Script Ohio celebration planned Saturday
SOUSAPHONE players aren’t known for gaining attention – unless the player is a member of the Ohio State University Marching Band.
A fourth-year or fifth-year sousaphone player traditionally dots the “i” in Script Ohio, whose 75th anniversary will be marked Saturday during the Ohio State-Wisconsin football game at Ohio Stadium.
It seems fitting that the player of an instrument named for John Philip Sousa, “The March King,” is designated for this honor, but that isn’t the reason that the sousaphone player is selected. In fact, the first musician to dot the “i” was a trumpet player, but that was changed by former band director Eugene Weigel, founder of Script Ohio.
In 1937, the second season for Script Ohio at an OSU football game, Weigel selected a sousaphone player for the honor, because that instrument is more visible than the trumpet.

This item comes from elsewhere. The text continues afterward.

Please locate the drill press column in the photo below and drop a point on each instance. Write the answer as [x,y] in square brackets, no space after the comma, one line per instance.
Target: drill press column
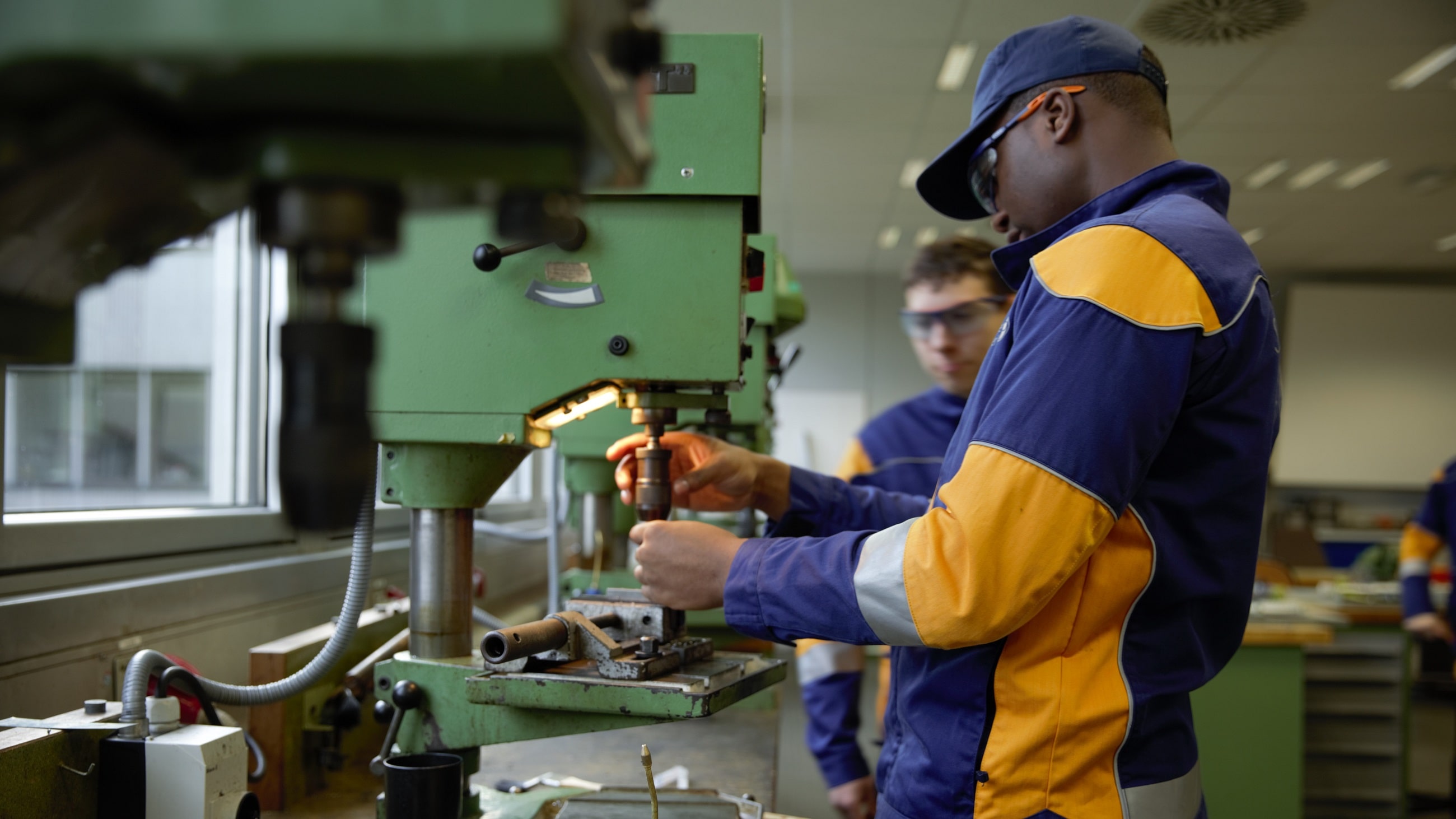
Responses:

Only rarely are non-members of The Best Damn Band in the Land, also known as TBDBITL, named to dot the “i,” but two former Eastern Ohio residents gained the honor in 2009. They were former astronaut and former senator John Glenn and his wife, Annie, who once lived in New Concord.
Honorary “I”-dotters include Bob Hope, Woody Hayes, retired ticket director Robert Ries, heavyweight champion James “Buster” Douglas, former band arranger and composer Richard Heine, businessman and alumnus Leslie H. Wexner as well as former OSU President Novice Fawcett, OSU President Gordon Gee, former band directors Paul Droste, Jack Evans and their wives. The 13 seniors of the 2002-03 national championship football team dotted the “i” at the national championship celebration in 2003.

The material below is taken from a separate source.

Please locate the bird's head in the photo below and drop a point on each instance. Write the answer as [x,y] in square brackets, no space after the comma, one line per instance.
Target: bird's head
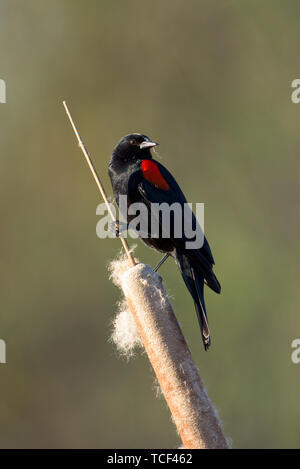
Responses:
[134,147]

The Glenns aren’t the only East Ohio connections to the TBDBITL. In addition to area residents who have played in the marching band over the years, at least two band members with links to the area have been drum majors.
One is John E. Criss, a Steubenville resident who was drum major in 1949, and the other is Ben Kline, the 1962 drum major.
Kline isn’t from Eastern Ohio, but he was an intern at The Times Leader one summer in the early 1960s. I wasn’t working at The Times Leader when he was here, but Gladys Van Horne recalls that he worked on various assignments while at the T-L.
“He was a personable young man,” Van Horne said.
I do remember that Kline and Gail Horner, a Martins Ferry resident who won numerous baton-twirling championships at a young age, used to practice with their batons on the former tennis court across from the high school, which once stood on Hanover Street.
On the Web site about OSU drum majors, Kline told of an incident when he led the band, and Evans was the band director.
He noted, “Professor Evans frequently expressed the view that at Ohio State, if not every band, the drum major was not to be so showy or outstanding as to take away the audience’s attention from the musicians. He once lectured me on this, over his PA system in front of the entire band, after I had tried a back bend during the playing of ‘A Mighty Fortress Is Our God’ in a stationary formation. The drum major ‘is out there to be seen but not to do anything,’ he said. ‘It was only the band that counted.’ This was an embarrassing incident, but I basically agreed with Evans’ view.”
My late husband, Cal, and I talked to Kline during the late 1990s when the alumni band members were having a get-together.
At halftime of Saturday’s game with Wisconsin, four members of the 1936 band and Weigel’s daughter, Mary Deetz, will be honored as part of Script Ohio’s 75th anniversary.
Currently directing the band is Dr. Jon Woods, who plans to retire at the end of the school year. He has served as director for 37 years, longer than any other leader in the band’s history. According to The Columbus Dispatch, Assistant Director Jonathan Waters said that “the band and the university have some ideas cooked up for honoring the departing band leader.” No other details have been revealed since that time.
Regarding the origin of Script Ohio, according to the OSU Marching Band’s history,Weigel said, “Searching for ideas, I remembered the rotating sign around the Times Square Building in New York City, … and also the sky-writing advertisements at state fair time”
Ohio was spelled out in script four years before Script Ohio was initiated and surprisingly. it was by the University of Michigan Marching Band. That version in 1932, however, was a stationary block formation, not the moving arrangement originated by Weigel.
It wasn’t until 1966 that the first double Script Ohio was performed, and it was followed by the first triple Script in 1971 and then the first quadruple Script in 1977. Things became a bit more complicated Sept. 2 of this year when the band performed its largest Script to date, and The Columbus Dispatch reported it was a quadruple Script with 768 marchers, three-fourths of whom were band alumni.
The Script definitely is impressive, but so is the music from one of the few all-brass and percussion university marching bands in the country and one of the largest of its type in the world.
I remember how Cal used to say what a big thrill it was to see and hear the band as it marched onto the field, and that’s from a sports editor who was there to concentrate on the game.